Shadowzone (1990)

I’m a sucker for genre movies about the supernatural power of dreams, since it frees filmmakers up to visualize just about anything they want onscreen.  From obscure oddities like Paperhouse & Beyond Dream’s Door to beloved horror-nerd classics like the Nightmares on Elm Street to artsy-fartsy pioneers like Un Chien Andalou, some of the most powerfully surreal images ever achieved in cinema have resulted from dreamworld genre fare.  That’s why it’s a little disappointing when a dream-logic horror movie lacks that ambition to astonish, instead relying on more pedestrian thrills like, say, rubber monsters and naked breasts.  The early Full Moon feature Shadowzone is one such disappointment: a low-budget, straight-to-VHS sci-fi horror about an Extended Deep Sleep trial in which the power of the dream-state human brain unlocks a doorway to an alternate dimension . . . and all that comes through that doorway is tits & monsters.  In any other context, tits & monsters would be a satisfying payoff for renting VHS-horror schlock, but here they’re a little bit of a letdown, especially considering how much more expensive and less expressive Shadowzone is compared to its fellow sleep-study-horror Beyond Dream’s Door.

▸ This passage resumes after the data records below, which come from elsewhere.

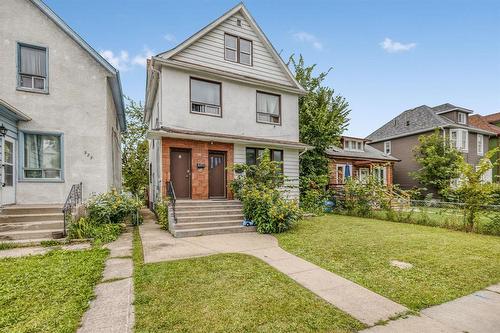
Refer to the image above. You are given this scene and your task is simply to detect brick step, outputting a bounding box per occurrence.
[0,205,62,216]
[175,200,241,207]
[174,226,256,238]
[175,208,241,218]
[0,221,64,232]
[174,220,243,231]
[0,212,64,223]
[176,213,243,224]
[0,228,62,242]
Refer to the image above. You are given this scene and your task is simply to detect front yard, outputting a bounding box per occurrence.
[277,215,500,310]
[0,249,108,333]
[134,230,363,332]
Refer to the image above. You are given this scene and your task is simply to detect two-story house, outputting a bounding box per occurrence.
[366,103,495,188]
[144,4,307,236]
[0,0,125,238]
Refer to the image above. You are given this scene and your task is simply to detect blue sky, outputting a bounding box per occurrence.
[45,0,500,136]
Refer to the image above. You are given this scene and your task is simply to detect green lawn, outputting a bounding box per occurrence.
[134,231,363,332]
[277,215,500,310]
[0,249,108,333]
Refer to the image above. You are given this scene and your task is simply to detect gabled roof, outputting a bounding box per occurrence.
[483,112,500,123]
[155,2,305,92]
[30,0,127,131]
[326,144,400,162]
[366,104,496,142]
[469,114,500,135]
[432,103,473,114]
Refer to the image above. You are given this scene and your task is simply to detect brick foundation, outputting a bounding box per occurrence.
[162,138,234,200]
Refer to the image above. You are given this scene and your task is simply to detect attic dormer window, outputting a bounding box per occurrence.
[457,112,467,125]
[344,140,363,151]
[224,34,253,66]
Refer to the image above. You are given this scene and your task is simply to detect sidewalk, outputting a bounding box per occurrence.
[77,230,135,333]
[140,214,407,326]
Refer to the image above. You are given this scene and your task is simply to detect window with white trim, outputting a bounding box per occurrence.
[344,140,363,151]
[384,141,392,155]
[457,112,467,125]
[191,78,222,117]
[23,133,62,179]
[477,134,484,156]
[450,129,469,152]
[17,44,48,92]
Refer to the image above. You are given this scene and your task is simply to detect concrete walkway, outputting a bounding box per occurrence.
[0,243,90,259]
[77,230,135,333]
[140,214,407,326]
[362,284,500,333]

Louise Fletcher revives her role as the low-energy sleep study doctor she plays in The Exorcist II: The Heretic, except now with a mad scientist bent.  Along with a fellow drowsy mad scientist played by James Wong, she conducts Extended Deep Sleep studies on naked models in the low-rent version of the hypersleep pods from Alien.  Just as they’re starting to discover the awesome, supernatural power the human mind can unlock when submerged in Deep Sleep for days on end, their work is suddenly scrutinized by a military investigator because one of their test subjects inconveniently popped like a balloon.  The flayed corpse of that experiment gone wrong promises a level of gore the movie will not match again until the very end.  Instead, the still-sleeping subjects’ powerful minds let an interdimensional monster through the doorway between worlds that the remaining survivors in the lab (and the audience at home) cannot actually see.  It’s only visible to the lab-equipment monitors, not to the naked eye.  Still, it kills them off one by one in their sealed underground bunker, like an invisible version of The Thing . . . until it finally reveals its admittedly fantastic creature design in a strobe-lit ending borrowed from Altered States.

There’s a meta-element to Shadowzone, where it’s so boring between its mutant creature attacks that you can’t tell whether you actually saw them or you dreamed them during an unplanned mid-film nap.  It’s possible that my unenthused experience with it was a result of presentation, since the version currently streaming on Amazon Prime is a half-hour longer than its normal listed runtime of 80min, and none of the additional footage includes the tits & monsters that provide its only sources of entertainment value.  What’s left is just empty space that could have easily been filled by whatever surreal, outlandish images the fine folks at Full Moon could dare to imagine, and instead is just long stretches of nothing.  The good news is that you’re likely in no danger of being bored or let down by the film yourself, since the only scenario when any reasonable person would have sought this out would be if it were still 1990 and your local video store had already rented out every VHS of the better titles it visually references: Alien, Altered States, and The Thing.  Now, you can just stream Beyond Dream’s Door instead without worrying that Tubi is going to run out of copies.